Havana Destination "Americans? The world's most expensive Flight

miami-la-habana-wThe  groups call for end to U.S. embargo on Cuba showed welcomed this week by a little legislative progress could  represents a major change in relations between the two countries. The  Foreign Affairs Committee of the House of Representatives reported  vote on a bill Wednesday that would allow Americans travel freely to the island for the first time since 1962 and  that would end restrictions on agricultural exports. Many  in this announcement have been the last chance to soften sanctions on Cuba before the Republicans, most supporters of But the Democrats, are made with the parliamentary majority November as polls indicate. Also occurs at a time  growing voices calling Washington a gesture of rapprochement with the Havana in response to the recent release of jailed dissidents and  opening to private.
Stakes
THE MOST EXPENSIVE FLIGHT
A passenger flight from Miami to Havana, separated only by 144 miles, you must pay about $ 400 more than what it would cost for a flight to New York, more than 1,700 km (a distance about 12 times higher), or Los Angeles,  more than 3,700 km (a distance 25 times greater).

Counsel based in Washington, Tony Martinez, author of the influential United blog States-Cuba Policy & Business calling for an end to the embargo, believes that There are chances of success even though it is little Congress time to complete the session.

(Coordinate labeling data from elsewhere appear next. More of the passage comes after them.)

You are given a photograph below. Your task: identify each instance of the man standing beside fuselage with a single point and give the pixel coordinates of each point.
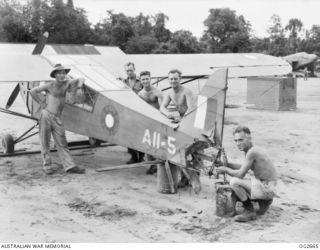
(154, 97)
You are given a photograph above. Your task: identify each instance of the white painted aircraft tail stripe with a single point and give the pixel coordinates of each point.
(200, 118)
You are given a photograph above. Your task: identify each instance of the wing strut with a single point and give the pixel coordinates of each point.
(36, 51)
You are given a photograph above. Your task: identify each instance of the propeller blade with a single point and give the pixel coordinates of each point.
(13, 96)
(40, 44)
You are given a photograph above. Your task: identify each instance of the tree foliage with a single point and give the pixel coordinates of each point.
(225, 31)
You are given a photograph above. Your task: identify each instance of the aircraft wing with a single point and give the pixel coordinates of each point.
(239, 65)
(191, 65)
(19, 68)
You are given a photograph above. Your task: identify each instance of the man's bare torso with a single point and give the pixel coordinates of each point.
(150, 97)
(179, 100)
(56, 95)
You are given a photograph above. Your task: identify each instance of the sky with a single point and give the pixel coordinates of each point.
(190, 14)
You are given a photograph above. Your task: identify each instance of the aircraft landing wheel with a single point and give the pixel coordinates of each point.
(7, 144)
(94, 141)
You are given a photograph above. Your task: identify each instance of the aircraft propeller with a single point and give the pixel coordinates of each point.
(36, 51)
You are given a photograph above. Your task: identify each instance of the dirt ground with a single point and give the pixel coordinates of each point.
(124, 205)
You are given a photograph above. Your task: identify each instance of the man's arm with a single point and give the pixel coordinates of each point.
(234, 165)
(75, 83)
(242, 171)
(34, 92)
(164, 105)
(189, 100)
(160, 97)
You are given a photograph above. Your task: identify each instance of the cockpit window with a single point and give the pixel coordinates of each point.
(84, 98)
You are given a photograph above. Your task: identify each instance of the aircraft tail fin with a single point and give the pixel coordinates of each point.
(208, 112)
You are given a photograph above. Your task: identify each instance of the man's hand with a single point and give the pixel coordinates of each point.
(221, 170)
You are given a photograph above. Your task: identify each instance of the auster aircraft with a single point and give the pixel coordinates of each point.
(106, 109)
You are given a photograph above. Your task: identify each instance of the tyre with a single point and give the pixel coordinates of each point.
(94, 141)
(7, 144)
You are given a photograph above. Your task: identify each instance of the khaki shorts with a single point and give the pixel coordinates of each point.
(264, 190)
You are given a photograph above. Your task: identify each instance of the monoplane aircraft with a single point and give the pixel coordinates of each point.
(106, 109)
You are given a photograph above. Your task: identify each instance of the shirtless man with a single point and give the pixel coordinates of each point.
(261, 187)
(179, 95)
(50, 122)
(182, 98)
(133, 82)
(154, 97)
(149, 93)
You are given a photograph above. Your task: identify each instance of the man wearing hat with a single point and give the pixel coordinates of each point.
(50, 122)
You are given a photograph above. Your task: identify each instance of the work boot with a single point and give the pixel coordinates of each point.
(263, 206)
(246, 216)
(49, 170)
(140, 157)
(76, 170)
(184, 182)
(152, 169)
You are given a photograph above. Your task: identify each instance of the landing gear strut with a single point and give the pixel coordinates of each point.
(7, 142)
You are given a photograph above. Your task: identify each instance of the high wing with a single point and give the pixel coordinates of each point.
(19, 66)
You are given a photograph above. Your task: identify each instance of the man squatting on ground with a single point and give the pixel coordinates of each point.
(183, 100)
(261, 187)
(133, 83)
(50, 122)
(154, 97)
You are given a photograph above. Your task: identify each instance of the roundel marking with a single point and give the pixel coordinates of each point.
(110, 119)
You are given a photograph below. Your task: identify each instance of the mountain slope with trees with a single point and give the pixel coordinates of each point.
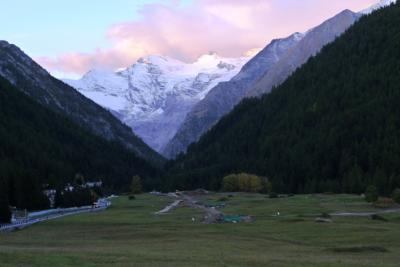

If you pass the vote on Wednesday, the text would still have to receive the approval of the full House of Representatives and Senate.
"The committee chairman Affairs, Howard Berman (Democrat) had said that only submit the  law to vote if it had a chance to win, "he told BBC World  Martinez, adding that, however, more than half of the 47 Commission members received donations from lobby though.
But not all the money travels in the same direction. Agriculture and tourism industries U.S. that would clearly benefit from the measure, have intensified their  lobbying campaign.
U.S. would record agricultural sales Additional up to $ 365 million, according to Texas University A & M, if this measure is approved, at a time when the country seeks promote job creation through an increase in exports.
The sale of agricultural products to the island was authorized in 2000, but payments must be make cash and in advance, or through a bank in a third country.
"It is unfortunate that an American can travel to any country except Cuba, which is only 144 kilometers"
Tony Martinez, author of the blog U.S. Cuba Policy and Business.
In addition,  surveys indicate that the rejection of the embargo between U.S. amounts to over 70%, higher than any other time, and for the first time Cubans are not the majority of South Florida  supporting it.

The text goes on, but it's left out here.